Another advocate for increased giving for DAFs is Tides Founder Drummond Pike. In a recent article in The Sacramento Bee with impact investor and Tides partner Kat Taylor, Pike noted that DAFs were “activating a relatively small amount of assets” in response to the COVID-19 crisis. The article added that DAF funds “could underwrite the ability of our most effective nonprofits to come to society’s aid in its time of greatest need.”

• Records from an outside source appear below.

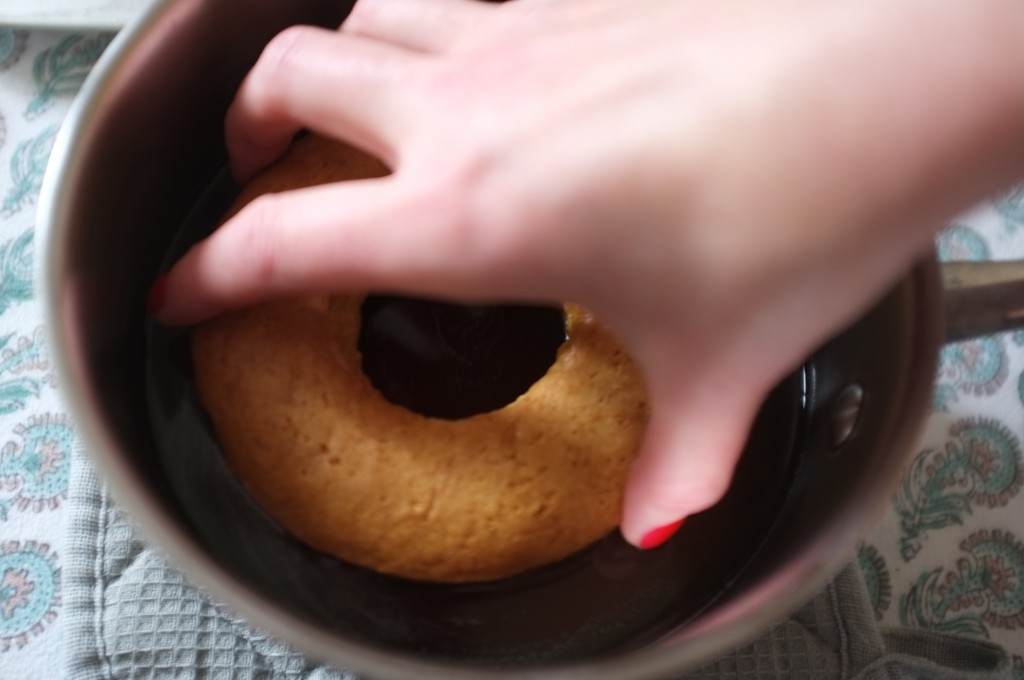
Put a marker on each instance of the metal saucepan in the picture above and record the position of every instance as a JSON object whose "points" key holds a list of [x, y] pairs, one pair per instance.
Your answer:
{"points": [[137, 172]]}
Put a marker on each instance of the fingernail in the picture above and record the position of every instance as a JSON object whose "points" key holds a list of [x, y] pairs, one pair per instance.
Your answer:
{"points": [[658, 536], [155, 299]]}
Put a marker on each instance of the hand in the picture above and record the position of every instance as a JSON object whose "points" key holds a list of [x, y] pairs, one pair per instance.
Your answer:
{"points": [[725, 183]]}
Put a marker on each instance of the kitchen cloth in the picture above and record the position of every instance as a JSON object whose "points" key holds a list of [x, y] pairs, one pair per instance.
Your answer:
{"points": [[130, 615]]}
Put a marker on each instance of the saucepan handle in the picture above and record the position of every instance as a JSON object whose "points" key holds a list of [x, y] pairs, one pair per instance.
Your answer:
{"points": [[982, 298]]}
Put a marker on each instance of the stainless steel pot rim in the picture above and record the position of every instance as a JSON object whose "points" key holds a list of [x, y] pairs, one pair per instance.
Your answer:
{"points": [[721, 631]]}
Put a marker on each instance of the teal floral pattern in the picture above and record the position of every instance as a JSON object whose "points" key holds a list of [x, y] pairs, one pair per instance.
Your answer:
{"points": [[30, 591], [15, 270], [35, 469], [25, 371], [1010, 207], [12, 44], [984, 589], [962, 244], [980, 465], [978, 367], [59, 71], [880, 590]]}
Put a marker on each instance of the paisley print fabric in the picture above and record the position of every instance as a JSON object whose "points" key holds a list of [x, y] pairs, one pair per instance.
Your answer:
{"points": [[947, 557]]}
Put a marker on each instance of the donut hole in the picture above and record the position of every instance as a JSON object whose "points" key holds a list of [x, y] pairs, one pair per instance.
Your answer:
{"points": [[451, 360]]}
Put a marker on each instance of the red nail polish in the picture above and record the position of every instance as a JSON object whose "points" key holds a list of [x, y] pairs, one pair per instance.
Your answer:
{"points": [[155, 299], [658, 536]]}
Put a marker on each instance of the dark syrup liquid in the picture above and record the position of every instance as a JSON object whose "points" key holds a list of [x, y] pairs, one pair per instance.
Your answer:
{"points": [[453, 360], [604, 599]]}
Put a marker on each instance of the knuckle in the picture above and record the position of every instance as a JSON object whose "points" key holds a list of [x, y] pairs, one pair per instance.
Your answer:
{"points": [[255, 247], [276, 62], [363, 17]]}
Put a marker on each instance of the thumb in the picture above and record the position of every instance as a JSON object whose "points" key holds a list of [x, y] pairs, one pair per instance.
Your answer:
{"points": [[696, 433]]}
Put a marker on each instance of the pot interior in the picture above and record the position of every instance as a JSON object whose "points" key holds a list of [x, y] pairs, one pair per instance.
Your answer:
{"points": [[140, 175], [605, 599]]}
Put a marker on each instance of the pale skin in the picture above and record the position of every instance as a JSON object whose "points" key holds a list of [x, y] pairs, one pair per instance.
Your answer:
{"points": [[726, 183]]}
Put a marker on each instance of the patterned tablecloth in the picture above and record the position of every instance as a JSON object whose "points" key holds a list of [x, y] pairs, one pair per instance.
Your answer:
{"points": [[948, 555]]}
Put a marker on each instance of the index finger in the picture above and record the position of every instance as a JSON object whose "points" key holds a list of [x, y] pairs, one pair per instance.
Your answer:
{"points": [[343, 86]]}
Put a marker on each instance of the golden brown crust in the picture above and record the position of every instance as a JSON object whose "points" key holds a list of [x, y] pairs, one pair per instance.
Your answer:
{"points": [[372, 482]]}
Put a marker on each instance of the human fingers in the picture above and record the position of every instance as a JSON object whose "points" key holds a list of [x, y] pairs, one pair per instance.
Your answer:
{"points": [[343, 86], [423, 25], [356, 235], [695, 436]]}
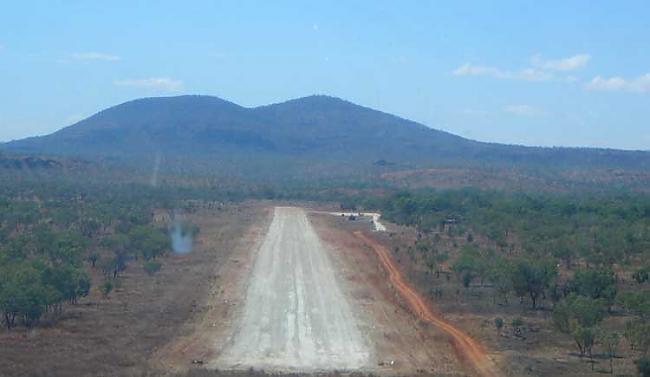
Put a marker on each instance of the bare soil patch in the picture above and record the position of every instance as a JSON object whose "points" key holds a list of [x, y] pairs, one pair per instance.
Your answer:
{"points": [[404, 345]]}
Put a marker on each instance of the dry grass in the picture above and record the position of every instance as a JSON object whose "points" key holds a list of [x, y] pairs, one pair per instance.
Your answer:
{"points": [[118, 335]]}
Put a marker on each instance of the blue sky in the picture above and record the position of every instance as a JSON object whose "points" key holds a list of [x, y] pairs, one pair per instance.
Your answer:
{"points": [[566, 73]]}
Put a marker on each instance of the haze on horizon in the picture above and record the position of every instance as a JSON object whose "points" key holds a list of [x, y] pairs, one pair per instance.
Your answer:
{"points": [[551, 74]]}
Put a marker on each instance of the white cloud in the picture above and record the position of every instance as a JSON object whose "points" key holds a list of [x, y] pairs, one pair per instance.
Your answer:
{"points": [[565, 64], [74, 118], [527, 74], [523, 110], [156, 83], [639, 84], [540, 69], [88, 56]]}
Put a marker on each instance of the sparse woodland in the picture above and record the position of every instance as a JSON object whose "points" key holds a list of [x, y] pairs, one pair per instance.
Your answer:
{"points": [[583, 260]]}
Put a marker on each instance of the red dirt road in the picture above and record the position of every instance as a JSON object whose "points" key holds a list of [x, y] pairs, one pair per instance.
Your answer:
{"points": [[469, 350]]}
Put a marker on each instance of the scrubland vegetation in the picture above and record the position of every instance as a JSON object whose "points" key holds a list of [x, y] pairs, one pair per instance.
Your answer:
{"points": [[583, 259]]}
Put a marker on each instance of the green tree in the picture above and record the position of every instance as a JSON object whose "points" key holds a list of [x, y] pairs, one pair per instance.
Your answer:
{"points": [[532, 278]]}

We could not agree more. That’s why Tides is continuing to work with our donors to grant DAF monies to urgent causes. After all, it’s not as if the crises we faced during 2020 abated as we moved into 2021. Communities of color continue to struggle disproportionately with police violence and the aftershocks of the COVID-19 crisis. Lawmakers and powerful interests continue their determined efforts to suppress the votes and the voices of underrepresented communities. And people across the U.S. and around the world continue to face the ever-increasing impacts of the climate crisis.
On the positive side, nonprofit organizations in communities across the country continue to work day in and day out to find solutions to these and other urgent issues. And it’s because of their work that voters of color and young voters turned out in record numbers, that immigrant communities received life-saving direct assistance at the border and across the country, and that frontline community had the resources they needed to thwart some of the dirtiest and dangerous fossil fuel projects ever proposed. These communities need—and deserve—more support.
Many thanks to Tides donor partners for truly stepping up in the past year. We look forward to continuing our important work together through 2021 and beyond.